Mechanism of the nonopioid β-endorphin action on the activity of the hypothalamic–pituitary–adrenal axis

In collaboration with Laboratory of hormonal regulation proteins

The binding of β-endorphin to a nonopioid receptor on the anterior pituitary cells has been found to increase the expression of inducible NO-synthase, which leads to a decrease in the secretion of ACTH and corticosterone. Thus, it has been shown that the nonopioid β-endorphin receptor and its agonists are involved in the regulation of the activity of the hypothalamic–pituitary–adrenal axis at the level of the pituitary and adrenal glands.

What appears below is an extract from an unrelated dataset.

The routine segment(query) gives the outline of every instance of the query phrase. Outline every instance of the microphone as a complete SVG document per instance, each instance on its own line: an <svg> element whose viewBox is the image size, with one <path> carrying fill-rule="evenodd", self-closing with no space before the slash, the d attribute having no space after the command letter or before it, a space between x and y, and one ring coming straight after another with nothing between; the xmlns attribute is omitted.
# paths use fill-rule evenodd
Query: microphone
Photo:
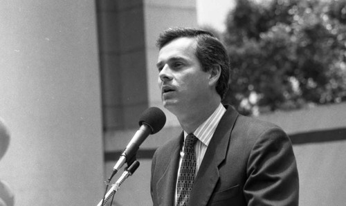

Molecular mechanism of the non-opioid beta-endorphin action

In collaboration with Laboratory of hormonal regulation proteins,  Laboratory of pharmacokinetics

Using a synthetic peptide octarphin (TPLVTLFK), a selective agonist of non-opioid beta-endorphin receptor, data on the molecular mechanism of the non-opioid action of the hormone have been obtained. It was found that the non-opioid effect of beta- endorphin on the target cell is realized by the following way: increase in the inducible NO synthase expression → increase in NO production → increase in the activity of soluble guanylate cyclase → increase in the intracellular level of cGMP.